As more students grow up as digital natives, there is a greater need for high schools to adapt to technology changes. In a recent study by Dell, which surveyed 1,575 high school and college students, teachers, and parents in the United States, China, and Germany, 9 in 10 respondents said technology helps students' abilities to learn. But 82 percent across the globe also noted that technology needs to play a bigger role in classrooms.
While all three nations universally agree on the importance of technology in schools, China trumps the United States and Germany when it comes to using it in the classroom. According to the study, 53 percent of Chinese students reported that devices are integrated throughout their curriculum, compared with only 29 percent of U.S. students and 27 percent of German students.
Chinese students also stated that they spend more time on computers or mobile devices during school hours, with 57 percent noting that they spend one or two hours engaged in technology—compared with 34 percent of U.S. students who said they spend the same amount of time each day.

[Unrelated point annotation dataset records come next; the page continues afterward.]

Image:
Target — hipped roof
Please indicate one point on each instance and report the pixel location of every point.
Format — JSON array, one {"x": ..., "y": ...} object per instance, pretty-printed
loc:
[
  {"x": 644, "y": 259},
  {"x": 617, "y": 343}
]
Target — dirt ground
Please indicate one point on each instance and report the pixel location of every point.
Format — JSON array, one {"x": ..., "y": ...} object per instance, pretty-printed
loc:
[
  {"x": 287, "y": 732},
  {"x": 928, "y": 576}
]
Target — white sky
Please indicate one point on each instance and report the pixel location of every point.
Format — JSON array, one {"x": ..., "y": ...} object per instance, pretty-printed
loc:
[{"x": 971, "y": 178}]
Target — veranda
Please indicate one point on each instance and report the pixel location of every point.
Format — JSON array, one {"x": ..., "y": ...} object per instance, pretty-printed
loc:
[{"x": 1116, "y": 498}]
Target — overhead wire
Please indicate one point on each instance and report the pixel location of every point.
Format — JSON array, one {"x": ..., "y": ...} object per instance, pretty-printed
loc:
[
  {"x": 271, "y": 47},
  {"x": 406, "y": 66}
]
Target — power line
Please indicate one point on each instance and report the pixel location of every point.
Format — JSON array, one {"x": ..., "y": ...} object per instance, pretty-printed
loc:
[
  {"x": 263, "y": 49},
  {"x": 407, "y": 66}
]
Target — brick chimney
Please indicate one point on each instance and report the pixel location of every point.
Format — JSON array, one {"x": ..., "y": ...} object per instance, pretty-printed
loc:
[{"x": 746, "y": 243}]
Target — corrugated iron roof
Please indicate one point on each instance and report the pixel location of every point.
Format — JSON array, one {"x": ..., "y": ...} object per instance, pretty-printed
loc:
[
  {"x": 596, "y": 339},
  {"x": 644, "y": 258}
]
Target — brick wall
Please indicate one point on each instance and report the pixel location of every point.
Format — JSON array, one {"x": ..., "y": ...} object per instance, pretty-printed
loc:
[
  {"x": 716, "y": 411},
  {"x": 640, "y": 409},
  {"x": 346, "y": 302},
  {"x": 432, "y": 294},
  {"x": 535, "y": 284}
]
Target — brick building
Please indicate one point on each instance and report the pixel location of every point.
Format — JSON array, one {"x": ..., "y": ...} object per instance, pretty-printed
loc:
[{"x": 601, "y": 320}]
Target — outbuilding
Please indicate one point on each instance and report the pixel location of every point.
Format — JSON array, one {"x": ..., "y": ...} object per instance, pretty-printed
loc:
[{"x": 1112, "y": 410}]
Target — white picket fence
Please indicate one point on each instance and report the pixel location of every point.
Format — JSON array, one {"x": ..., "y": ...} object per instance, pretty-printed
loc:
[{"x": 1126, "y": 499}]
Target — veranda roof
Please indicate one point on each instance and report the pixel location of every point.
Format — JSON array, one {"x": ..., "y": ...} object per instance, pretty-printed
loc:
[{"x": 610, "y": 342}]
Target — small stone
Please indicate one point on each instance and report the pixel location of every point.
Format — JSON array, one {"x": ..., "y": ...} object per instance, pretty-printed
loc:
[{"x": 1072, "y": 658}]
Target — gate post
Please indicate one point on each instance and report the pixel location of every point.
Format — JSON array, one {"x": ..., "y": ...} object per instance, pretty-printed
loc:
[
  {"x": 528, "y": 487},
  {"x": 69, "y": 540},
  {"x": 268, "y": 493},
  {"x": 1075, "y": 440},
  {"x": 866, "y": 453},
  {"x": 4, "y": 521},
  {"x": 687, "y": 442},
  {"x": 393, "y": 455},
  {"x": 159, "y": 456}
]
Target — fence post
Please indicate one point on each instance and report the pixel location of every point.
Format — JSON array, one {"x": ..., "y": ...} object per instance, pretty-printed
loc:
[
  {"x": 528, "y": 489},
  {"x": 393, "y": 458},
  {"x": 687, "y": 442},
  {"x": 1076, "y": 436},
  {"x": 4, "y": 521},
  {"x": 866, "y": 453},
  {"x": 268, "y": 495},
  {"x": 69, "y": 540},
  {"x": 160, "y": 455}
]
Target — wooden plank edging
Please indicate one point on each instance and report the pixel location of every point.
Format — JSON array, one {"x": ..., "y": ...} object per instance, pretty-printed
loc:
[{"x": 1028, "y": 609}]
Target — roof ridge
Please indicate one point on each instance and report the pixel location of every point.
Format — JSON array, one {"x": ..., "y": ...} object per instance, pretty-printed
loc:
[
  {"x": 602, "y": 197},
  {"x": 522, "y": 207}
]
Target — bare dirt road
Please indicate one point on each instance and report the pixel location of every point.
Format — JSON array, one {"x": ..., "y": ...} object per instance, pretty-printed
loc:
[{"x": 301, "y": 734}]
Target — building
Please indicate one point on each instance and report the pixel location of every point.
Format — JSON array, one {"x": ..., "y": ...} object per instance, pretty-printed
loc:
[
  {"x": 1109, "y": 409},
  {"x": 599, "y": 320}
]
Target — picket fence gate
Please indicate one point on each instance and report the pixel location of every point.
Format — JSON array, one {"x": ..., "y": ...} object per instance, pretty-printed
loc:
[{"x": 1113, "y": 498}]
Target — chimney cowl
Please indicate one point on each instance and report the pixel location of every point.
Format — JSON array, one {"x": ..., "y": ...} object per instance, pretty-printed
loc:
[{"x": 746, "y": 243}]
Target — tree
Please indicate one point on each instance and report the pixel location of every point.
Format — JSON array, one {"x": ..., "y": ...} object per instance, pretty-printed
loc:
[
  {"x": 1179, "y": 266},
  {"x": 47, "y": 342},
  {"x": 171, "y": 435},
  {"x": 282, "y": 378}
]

One reason for the discrepancy in the United States may be the lack of technology training some teachers receive, notes Caleb Clark, director of the educational technology program at Marlboro College Graduate School.

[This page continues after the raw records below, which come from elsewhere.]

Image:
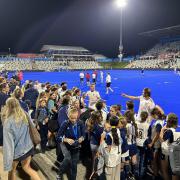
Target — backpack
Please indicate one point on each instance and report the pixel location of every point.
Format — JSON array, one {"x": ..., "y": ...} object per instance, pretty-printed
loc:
[{"x": 174, "y": 157}]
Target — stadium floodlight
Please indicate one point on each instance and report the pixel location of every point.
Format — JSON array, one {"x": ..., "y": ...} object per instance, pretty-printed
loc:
[{"x": 121, "y": 3}]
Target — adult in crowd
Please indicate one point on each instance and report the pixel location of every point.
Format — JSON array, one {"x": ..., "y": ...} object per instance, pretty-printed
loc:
[
  {"x": 63, "y": 110},
  {"x": 108, "y": 83},
  {"x": 31, "y": 94},
  {"x": 18, "y": 94},
  {"x": 70, "y": 136},
  {"x": 93, "y": 96},
  {"x": 81, "y": 75},
  {"x": 62, "y": 90},
  {"x": 146, "y": 102},
  {"x": 4, "y": 90},
  {"x": 18, "y": 146}
]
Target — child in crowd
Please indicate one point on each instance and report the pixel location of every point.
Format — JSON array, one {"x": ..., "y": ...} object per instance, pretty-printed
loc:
[
  {"x": 168, "y": 136},
  {"x": 125, "y": 168},
  {"x": 132, "y": 134},
  {"x": 113, "y": 150},
  {"x": 95, "y": 129},
  {"x": 143, "y": 127},
  {"x": 153, "y": 134},
  {"x": 41, "y": 118}
]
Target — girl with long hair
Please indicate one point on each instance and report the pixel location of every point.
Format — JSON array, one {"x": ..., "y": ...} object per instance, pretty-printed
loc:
[
  {"x": 18, "y": 146},
  {"x": 132, "y": 133},
  {"x": 95, "y": 129},
  {"x": 113, "y": 150}
]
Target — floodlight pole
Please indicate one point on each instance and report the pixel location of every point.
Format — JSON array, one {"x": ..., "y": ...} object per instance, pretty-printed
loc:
[{"x": 121, "y": 35}]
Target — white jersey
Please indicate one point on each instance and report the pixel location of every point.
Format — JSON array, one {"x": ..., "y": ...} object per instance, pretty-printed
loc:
[
  {"x": 94, "y": 96},
  {"x": 145, "y": 105},
  {"x": 94, "y": 76},
  {"x": 165, "y": 146},
  {"x": 142, "y": 133},
  {"x": 108, "y": 79},
  {"x": 81, "y": 75},
  {"x": 113, "y": 158},
  {"x": 101, "y": 74},
  {"x": 157, "y": 144},
  {"x": 131, "y": 135}
]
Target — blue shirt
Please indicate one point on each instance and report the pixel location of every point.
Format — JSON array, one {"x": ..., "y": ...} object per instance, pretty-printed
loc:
[
  {"x": 124, "y": 146},
  {"x": 68, "y": 130},
  {"x": 168, "y": 135},
  {"x": 95, "y": 135}
]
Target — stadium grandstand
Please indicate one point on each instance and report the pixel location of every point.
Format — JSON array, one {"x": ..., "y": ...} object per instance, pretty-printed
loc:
[
  {"x": 165, "y": 54},
  {"x": 73, "y": 57},
  {"x": 51, "y": 58}
]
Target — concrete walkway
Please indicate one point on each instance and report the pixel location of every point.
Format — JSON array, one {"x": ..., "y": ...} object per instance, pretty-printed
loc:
[{"x": 20, "y": 173}]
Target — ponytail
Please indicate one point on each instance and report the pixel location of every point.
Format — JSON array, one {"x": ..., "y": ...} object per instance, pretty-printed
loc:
[{"x": 115, "y": 136}]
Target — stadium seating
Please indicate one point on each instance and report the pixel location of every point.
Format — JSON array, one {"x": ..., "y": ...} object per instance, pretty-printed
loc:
[{"x": 29, "y": 64}]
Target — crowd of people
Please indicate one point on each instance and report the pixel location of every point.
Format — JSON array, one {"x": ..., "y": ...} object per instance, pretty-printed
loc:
[{"x": 126, "y": 145}]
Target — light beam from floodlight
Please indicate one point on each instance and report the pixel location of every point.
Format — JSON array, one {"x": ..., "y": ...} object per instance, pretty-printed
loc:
[{"x": 121, "y": 3}]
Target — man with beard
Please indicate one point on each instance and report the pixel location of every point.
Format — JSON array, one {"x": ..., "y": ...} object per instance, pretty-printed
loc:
[{"x": 62, "y": 90}]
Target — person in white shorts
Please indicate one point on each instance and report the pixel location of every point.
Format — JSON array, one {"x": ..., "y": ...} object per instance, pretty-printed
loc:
[
  {"x": 81, "y": 75},
  {"x": 93, "y": 95},
  {"x": 108, "y": 83},
  {"x": 146, "y": 102}
]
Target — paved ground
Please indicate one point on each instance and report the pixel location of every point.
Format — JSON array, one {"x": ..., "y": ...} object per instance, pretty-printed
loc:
[{"x": 20, "y": 173}]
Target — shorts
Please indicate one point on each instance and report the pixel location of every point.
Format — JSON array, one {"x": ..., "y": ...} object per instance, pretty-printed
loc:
[
  {"x": 124, "y": 159},
  {"x": 156, "y": 150},
  {"x": 25, "y": 156},
  {"x": 166, "y": 157},
  {"x": 108, "y": 84},
  {"x": 132, "y": 150}
]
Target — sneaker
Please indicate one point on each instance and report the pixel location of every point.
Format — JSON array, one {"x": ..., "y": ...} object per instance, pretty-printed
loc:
[{"x": 59, "y": 177}]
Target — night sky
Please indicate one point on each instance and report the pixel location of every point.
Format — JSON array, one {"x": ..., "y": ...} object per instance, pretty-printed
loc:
[{"x": 25, "y": 25}]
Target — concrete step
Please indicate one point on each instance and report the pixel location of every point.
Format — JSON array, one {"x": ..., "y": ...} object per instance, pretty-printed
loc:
[{"x": 49, "y": 166}]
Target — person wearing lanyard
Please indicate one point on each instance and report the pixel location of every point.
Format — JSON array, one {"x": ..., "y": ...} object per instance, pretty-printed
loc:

"The big picture is that teachers aren't trained well enough in how to integrate technology effectively into their classroom," Clark notes. "Most teachers would say they get thrown technology without having people there to train them."
This may be worrisome to some students, including 90 percent of U.S. students who reported in the Dell survey that technology in the classroom is beneficial to preparing them for the jobs of tomorrow. But, notes Clark, it's the teachers who use the technology, not the technology itself, who will be responsible for preparing students for these future jobs.
"It's up to the people who help the students use technology," Clark says. "If they're good teachers who really help them [learn to use technology], then they will become better students and professionals. But by itself, technology will not make [the students] better."